I spent another hour trying to develop this surface down to flat. Here is a summary of what I have discovered in the part geometry.
Bottom not flat: bottom was concave (banana shaped) by roughly 0.003"
Bottom not parallel to bed: after developing the bottom to be flat, a widthwise taper of ~0.0006" and a lengthwise taper of ~0.0002" were present.
Bed not flat: bed is concave by roughly 0.003"
Bed rails not flat: each rail has a concavity along the length (like a half pipe) of roughly 0.0008"
I made a lot of progress towards getting this flat. Probably would be done by now if I didn't make mistakes - more on that later. I would guess one more hour to get it flat, one hour to high point to decent bearing, and one hour to get the bottom parallel to the top.
Each cycle looks like this:
1) Examine bluing (use sharpie to mark exclusion zones if needed)
2) Scrape bluing
3) Dust off chips
4) Wipe clean with alcohol
5) Stone lightly with a fine india stone
6) wipe clean with alcohol
7) Clean off dust with light compressed air
8) Use brayer to smooth out the blue on the plate
9) Print part with blue
During the latter part of roughing in the bed I got impatient and thought to try a bench stone to hit off the high spots. I only gave it maybe a dozen swipes, but I did a lot of damage in that short action. If you can see in the image below, the outside edges of the bed rails got rolled off very quickly (they were even high before stoning). This is going to require several scraping passes to drop the surface down to the level of the edges that got stoned. Probably cost me at least an hour of work in only 15 seconds - ugh. I called it a night here.
What I learned on day 2 of scraping:
1) It is very easy to get dirt, dust, and grit in your blue on the plate. When you do, you typically have to remove a ton of blue and start over. I had to develop and good strategy of cleaning the part before bluing it. The scraping chips fall into the vise body during scraping and then fall onto the plate when it is inverted. The extra cleaning time is much better than constantly needing to wipe off the blue and start over.
2) A rubber brayer does a good job of picking up a bit of dust and grit from the blue on the surface plate. The dust sticks better to the rubber roller than the plate. Keeping the brayer clean and rolling it over the blue at least every few cycles helps keep the plate clean.
3) Bench stones have no place in scraping. A fine
india hard arkansas stone or a precision ground flat stone (PFG) is the only option for deburring.
4) You need to rough scrape longer than you think. I keep switching to going after high points long before the surface is flat or geometrically correct.
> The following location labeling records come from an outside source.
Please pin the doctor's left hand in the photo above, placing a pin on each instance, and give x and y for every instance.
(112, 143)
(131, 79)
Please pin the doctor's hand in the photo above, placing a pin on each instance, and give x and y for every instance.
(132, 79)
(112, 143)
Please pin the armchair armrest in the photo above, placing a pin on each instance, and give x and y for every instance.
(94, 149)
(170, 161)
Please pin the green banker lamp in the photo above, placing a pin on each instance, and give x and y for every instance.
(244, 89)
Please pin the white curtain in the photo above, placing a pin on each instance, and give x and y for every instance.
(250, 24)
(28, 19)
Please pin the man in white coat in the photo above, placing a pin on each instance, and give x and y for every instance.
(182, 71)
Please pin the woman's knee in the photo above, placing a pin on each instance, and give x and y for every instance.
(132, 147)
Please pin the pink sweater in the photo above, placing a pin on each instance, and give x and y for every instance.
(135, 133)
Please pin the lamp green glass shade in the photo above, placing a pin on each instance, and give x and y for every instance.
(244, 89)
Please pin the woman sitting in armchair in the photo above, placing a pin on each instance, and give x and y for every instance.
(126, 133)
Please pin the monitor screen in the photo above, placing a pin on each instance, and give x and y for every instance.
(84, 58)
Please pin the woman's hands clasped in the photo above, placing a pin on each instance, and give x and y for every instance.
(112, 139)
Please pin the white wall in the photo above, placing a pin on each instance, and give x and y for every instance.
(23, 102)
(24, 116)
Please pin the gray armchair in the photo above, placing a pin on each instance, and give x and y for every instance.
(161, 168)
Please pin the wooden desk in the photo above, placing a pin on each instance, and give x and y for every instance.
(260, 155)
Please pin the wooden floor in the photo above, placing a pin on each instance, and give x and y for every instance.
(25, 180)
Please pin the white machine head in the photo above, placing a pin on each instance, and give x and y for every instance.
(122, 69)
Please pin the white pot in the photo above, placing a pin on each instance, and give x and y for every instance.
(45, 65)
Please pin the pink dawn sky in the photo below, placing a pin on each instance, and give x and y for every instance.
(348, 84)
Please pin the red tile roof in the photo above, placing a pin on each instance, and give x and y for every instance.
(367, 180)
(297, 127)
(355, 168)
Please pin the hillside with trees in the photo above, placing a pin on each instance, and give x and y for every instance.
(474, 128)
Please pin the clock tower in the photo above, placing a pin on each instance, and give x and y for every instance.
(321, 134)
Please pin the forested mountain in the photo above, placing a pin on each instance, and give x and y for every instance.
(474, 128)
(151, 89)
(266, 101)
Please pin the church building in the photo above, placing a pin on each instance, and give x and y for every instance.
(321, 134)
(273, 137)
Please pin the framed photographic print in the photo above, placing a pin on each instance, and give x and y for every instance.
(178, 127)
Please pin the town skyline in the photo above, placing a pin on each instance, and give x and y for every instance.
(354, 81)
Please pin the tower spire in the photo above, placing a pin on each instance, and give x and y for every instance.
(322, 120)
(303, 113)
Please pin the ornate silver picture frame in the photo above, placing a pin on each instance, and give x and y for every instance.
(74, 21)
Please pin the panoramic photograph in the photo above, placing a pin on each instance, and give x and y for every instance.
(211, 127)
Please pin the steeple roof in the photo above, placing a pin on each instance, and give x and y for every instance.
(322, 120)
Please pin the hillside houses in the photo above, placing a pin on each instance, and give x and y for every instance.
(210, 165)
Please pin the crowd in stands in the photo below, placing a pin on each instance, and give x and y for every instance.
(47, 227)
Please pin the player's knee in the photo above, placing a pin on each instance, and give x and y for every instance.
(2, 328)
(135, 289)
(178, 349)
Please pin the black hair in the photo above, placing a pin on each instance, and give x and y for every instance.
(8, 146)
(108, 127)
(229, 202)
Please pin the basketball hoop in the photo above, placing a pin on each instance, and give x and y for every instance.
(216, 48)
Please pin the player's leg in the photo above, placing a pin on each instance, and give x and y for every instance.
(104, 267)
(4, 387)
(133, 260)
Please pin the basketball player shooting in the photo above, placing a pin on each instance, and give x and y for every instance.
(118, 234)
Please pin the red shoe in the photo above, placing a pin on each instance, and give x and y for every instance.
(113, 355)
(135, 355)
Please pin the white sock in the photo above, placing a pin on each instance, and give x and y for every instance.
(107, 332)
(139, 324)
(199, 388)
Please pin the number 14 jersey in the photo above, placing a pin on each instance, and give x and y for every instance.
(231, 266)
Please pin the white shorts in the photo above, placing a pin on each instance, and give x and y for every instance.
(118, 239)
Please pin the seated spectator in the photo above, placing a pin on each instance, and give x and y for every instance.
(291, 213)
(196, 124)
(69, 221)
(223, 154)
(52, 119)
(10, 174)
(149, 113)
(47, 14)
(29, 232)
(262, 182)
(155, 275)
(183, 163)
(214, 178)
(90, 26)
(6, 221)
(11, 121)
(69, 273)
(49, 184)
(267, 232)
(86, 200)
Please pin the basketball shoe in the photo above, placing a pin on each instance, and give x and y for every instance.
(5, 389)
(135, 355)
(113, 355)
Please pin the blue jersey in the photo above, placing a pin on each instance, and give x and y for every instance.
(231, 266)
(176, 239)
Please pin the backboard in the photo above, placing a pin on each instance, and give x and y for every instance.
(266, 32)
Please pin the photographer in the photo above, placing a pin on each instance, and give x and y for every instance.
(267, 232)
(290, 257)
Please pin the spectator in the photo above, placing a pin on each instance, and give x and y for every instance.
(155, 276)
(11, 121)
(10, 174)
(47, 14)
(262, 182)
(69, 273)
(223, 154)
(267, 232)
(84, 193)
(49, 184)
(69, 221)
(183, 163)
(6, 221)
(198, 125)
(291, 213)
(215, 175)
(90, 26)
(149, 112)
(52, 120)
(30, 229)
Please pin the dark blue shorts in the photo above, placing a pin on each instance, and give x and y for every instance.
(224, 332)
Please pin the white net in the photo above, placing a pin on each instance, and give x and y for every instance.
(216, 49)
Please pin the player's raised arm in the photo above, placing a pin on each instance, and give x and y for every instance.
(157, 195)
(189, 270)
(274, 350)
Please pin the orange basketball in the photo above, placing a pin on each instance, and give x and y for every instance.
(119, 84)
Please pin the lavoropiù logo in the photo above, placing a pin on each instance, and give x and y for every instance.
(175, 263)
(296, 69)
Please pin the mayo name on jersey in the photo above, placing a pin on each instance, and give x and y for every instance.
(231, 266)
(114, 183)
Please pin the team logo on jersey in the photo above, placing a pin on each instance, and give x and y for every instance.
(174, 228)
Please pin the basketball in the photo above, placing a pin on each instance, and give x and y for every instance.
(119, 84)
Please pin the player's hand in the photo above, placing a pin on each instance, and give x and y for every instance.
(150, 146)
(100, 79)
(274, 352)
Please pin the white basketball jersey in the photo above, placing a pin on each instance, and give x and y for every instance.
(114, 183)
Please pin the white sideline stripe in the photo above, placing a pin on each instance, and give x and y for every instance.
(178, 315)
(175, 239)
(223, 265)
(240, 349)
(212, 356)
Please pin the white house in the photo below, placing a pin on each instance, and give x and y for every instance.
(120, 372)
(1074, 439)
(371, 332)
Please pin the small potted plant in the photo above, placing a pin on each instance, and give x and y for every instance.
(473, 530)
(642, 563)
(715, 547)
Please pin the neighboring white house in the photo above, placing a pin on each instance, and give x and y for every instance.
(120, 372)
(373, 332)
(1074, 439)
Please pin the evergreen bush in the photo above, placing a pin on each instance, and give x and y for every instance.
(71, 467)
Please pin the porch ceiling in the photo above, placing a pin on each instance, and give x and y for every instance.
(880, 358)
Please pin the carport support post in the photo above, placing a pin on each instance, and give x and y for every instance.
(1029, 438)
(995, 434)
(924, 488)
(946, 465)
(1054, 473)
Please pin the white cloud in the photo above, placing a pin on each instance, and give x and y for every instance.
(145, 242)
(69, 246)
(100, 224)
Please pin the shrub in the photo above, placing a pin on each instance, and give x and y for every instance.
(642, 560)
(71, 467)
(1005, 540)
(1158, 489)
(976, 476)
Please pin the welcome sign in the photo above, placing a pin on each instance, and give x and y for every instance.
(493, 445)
5) Hinging is really important for determining surface flatness.
6) Carbide hand scrapers require more frequent sharpening than expected. I notice the edge does not cut as easily after 4-5 cycles. 2-3 swipes on 1500 grit diamond gets it back to sharp. I can visually see if the blade is dull by if there is any light reflected from the corner of the blade. Even the faintest sliver indicates dullness.
7) Scraping near edges and holes is very tricky. It is hard to get yourself to cut deep enough just inside from the edge, but not roll over the edge.
I do think that a few more hours will get this
much better than what I started with. On my next scraping attempt, I expect to be 25% more efficient if I can avoid the same mistakes I've done here.